Both the rank, r, and alpha, α, are hyperparameters. If the ratio is 0, we get the original model. If it is 1, we get a fully decomposed model (LoRa model). The ratio can also be more than 1 if you want to emphasize the fine-tuning weights. The scaling helps to stabilize other model hyperparameters, such as the learning rate.
To put it simply, think of the scaling factor as a way to fine-tune how much of the original model’s knowledge we keep and how much we adapt it for new tasks. Imagine you have a piece of clay that represents your pretrained model. Decomposing the matrices is like molding this clay into a new shape for a different purpose. The rank determines how much you break down the clay, while alpha controls how much of the original clay shape you maintain versus how much you alter it. If alpha is 0, you keep the original shape entirely. If alpha is 1, you fully reshape it. Adjusting these factors allows you to balance between the original model’s performance and the new task’s requirements, ensuring stable performance during training.
Optimal Rank
In the LoRA (Low-Rank Adaptation) paper, various experiments demonstrate that very low ranks can already deliver impressive performance. Increasing the rank does not improve performance significantly because the data may have a small intrinsic rank. This, however, depends on the dataset.

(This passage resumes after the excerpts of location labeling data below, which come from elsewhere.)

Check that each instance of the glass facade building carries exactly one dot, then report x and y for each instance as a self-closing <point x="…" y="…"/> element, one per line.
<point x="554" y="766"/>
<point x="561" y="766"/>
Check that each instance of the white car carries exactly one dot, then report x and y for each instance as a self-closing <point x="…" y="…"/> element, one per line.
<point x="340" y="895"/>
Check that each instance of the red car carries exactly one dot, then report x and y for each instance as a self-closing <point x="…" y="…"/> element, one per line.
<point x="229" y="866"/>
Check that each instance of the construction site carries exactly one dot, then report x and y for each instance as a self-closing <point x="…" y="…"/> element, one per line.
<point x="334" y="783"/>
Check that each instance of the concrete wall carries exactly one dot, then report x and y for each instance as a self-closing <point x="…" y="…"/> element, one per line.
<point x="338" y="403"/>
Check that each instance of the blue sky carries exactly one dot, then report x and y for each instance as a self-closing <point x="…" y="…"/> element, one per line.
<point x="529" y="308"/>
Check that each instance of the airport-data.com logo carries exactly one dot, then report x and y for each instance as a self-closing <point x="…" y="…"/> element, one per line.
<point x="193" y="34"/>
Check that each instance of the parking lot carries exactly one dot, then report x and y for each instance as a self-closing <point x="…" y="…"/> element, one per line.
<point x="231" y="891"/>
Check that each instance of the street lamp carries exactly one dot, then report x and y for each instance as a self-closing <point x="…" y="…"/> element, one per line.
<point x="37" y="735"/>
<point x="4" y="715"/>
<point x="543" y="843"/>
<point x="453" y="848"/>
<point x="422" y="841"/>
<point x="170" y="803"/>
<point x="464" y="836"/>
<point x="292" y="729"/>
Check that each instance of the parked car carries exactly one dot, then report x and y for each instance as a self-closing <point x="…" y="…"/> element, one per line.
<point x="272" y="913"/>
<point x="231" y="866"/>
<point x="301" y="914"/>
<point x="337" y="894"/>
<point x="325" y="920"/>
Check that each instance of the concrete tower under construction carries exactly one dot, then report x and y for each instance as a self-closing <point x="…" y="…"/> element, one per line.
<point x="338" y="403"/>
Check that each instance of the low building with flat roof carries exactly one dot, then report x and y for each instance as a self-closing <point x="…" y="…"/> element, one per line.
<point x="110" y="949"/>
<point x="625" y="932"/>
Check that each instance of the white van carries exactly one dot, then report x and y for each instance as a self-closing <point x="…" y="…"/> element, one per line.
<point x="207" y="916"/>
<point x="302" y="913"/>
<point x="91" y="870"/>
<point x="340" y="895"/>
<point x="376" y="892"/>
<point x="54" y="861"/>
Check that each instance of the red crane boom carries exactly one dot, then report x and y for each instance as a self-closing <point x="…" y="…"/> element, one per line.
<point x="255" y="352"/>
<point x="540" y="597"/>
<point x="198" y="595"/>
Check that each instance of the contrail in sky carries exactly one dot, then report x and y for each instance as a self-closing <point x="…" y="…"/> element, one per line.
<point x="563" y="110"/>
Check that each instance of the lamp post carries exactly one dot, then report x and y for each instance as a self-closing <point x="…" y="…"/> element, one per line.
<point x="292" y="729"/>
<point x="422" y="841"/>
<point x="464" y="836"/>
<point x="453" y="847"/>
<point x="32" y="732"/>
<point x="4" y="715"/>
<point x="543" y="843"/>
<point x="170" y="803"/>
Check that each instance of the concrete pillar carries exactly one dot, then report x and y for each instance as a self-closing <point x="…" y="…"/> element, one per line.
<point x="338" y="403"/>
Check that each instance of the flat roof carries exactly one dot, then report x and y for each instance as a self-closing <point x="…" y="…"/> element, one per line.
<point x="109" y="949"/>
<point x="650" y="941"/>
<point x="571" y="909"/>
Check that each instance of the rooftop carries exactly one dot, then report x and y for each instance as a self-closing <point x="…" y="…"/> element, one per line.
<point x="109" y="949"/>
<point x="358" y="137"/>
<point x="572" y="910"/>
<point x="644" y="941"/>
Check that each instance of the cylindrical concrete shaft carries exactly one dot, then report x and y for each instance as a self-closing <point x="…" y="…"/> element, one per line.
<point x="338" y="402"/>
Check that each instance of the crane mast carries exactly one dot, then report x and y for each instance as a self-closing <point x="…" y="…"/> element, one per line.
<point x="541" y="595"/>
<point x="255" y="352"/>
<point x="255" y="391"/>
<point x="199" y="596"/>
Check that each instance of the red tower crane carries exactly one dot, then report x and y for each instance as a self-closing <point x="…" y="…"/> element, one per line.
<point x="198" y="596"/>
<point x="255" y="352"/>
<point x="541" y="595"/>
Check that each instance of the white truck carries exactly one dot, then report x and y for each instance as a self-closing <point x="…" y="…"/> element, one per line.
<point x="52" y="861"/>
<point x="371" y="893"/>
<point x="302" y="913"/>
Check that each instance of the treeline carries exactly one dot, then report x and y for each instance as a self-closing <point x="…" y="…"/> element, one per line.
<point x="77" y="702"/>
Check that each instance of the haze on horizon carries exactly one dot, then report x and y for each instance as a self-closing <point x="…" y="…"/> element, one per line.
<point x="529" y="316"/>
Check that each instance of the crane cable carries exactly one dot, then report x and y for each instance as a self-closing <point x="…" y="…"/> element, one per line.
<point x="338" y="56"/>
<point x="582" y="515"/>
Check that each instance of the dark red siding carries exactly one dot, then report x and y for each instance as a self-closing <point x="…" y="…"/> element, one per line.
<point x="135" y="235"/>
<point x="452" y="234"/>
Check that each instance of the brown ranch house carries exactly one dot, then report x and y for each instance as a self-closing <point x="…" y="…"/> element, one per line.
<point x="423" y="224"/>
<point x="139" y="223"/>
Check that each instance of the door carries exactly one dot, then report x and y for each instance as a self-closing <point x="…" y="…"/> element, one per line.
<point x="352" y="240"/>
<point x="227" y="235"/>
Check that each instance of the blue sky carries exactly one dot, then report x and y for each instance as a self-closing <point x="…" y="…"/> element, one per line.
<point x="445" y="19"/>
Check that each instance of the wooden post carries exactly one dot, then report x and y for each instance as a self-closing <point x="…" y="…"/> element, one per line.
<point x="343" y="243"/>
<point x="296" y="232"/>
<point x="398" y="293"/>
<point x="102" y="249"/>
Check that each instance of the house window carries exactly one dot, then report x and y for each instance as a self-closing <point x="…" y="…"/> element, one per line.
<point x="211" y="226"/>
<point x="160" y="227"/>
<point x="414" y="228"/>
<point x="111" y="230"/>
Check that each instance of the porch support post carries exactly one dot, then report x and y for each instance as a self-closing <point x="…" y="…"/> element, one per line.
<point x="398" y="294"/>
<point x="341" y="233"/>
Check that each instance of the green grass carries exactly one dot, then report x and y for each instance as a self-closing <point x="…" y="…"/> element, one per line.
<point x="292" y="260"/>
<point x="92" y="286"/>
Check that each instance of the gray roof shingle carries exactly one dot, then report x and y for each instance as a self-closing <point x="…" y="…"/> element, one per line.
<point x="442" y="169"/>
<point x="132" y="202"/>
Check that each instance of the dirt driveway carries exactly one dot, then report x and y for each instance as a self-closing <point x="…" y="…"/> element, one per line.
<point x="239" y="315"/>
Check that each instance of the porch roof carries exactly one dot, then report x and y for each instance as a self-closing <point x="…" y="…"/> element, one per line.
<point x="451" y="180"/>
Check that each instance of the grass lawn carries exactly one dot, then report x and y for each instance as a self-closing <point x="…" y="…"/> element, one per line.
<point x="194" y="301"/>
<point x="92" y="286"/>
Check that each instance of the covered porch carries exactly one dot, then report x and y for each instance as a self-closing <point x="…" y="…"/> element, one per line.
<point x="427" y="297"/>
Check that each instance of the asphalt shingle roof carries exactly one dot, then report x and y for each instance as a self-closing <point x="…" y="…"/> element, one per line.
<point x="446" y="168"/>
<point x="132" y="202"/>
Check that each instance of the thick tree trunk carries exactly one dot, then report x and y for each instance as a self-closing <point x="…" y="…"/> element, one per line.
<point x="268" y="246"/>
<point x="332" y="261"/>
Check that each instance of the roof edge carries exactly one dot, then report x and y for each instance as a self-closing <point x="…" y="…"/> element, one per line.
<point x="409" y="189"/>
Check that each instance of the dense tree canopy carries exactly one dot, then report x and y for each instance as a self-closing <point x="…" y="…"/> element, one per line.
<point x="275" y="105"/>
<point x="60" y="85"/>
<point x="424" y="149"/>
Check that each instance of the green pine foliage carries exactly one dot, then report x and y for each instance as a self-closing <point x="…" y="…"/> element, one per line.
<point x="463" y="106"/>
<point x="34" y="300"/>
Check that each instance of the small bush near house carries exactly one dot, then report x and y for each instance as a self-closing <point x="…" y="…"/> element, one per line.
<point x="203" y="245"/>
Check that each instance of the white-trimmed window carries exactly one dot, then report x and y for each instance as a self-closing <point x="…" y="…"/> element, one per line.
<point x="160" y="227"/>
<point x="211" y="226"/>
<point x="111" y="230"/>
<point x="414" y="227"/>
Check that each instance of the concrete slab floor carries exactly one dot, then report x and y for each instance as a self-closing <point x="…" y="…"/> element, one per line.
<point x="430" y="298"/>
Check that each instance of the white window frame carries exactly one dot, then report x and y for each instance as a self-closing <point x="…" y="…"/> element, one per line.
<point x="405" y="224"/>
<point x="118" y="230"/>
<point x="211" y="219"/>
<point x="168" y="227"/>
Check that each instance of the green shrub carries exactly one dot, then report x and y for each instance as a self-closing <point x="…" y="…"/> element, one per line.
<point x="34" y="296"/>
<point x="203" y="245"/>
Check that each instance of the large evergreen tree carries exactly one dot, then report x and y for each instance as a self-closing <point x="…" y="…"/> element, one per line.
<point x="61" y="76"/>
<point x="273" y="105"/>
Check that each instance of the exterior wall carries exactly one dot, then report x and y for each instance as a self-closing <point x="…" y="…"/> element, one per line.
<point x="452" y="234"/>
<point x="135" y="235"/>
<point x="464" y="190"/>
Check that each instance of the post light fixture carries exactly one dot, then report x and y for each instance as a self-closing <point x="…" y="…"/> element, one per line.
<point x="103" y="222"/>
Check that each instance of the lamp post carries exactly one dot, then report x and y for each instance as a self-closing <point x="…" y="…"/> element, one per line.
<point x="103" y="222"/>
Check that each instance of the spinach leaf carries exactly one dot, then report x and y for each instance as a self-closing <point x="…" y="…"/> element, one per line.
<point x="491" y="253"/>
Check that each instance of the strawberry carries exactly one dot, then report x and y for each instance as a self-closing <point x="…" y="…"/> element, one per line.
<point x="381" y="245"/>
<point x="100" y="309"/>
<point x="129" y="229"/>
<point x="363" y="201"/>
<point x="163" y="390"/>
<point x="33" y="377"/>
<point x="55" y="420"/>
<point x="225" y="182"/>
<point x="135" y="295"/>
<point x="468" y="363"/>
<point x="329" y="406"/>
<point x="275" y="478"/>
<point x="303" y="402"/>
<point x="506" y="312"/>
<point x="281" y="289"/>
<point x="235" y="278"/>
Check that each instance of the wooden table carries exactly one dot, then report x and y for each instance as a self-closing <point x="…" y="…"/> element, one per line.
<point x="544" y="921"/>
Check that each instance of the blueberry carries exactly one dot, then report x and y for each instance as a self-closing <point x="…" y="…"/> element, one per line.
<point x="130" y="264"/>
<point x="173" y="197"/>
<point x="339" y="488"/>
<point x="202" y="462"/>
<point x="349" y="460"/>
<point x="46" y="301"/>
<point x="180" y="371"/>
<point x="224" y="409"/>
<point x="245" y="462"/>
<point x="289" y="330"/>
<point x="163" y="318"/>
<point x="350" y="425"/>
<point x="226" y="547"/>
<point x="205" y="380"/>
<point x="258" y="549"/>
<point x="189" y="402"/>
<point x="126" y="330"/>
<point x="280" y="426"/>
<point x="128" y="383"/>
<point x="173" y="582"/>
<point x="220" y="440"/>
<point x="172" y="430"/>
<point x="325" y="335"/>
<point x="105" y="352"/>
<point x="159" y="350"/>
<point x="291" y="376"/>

When considering optimal rank, ask yourself whether the foundation model has seen similar data to your fine-tuning dataset. If your fine-tuning data is significantly different, a higher rank might be required.
Advantages of Using Low Ranks
- Fewer Weights to Tune: Lower ranks mean there are fewer parameters that need adjustment, simplifying the tuning process.
- Reduced Training Time: With fewer weights, the training process becomes faster, allowing for quicker model iterations.
- Lower RAM Usage: The reduced number of weights decreases memory requirements, making it more efficient to train models on machines with limited RAM.
- Easy Weight Integration: Weights from rank decomposition can be seamlessly merged into the original model by simply adding them.
- New Model Without Overhead: Unlike methods such as adapters, this approach allows you to create a new model without additional overhead.
Making It Intuitive
Imagine you are a chef fine-tuning a recipe. If your base recipe (foundation model) already includes similar ingredients (data), you don’t need to add much more (low rank). However, if your new recipe (fine-tuning data) is very different, you might need to add a lot of new ingredients (higher rank) to achieve the desired taste (performance). The key is to balance the amount of new ingredients while keeping the preparation (training) time and resources in check. This way, you can create a refined dish (model) efficiently, without overcomplicating the process.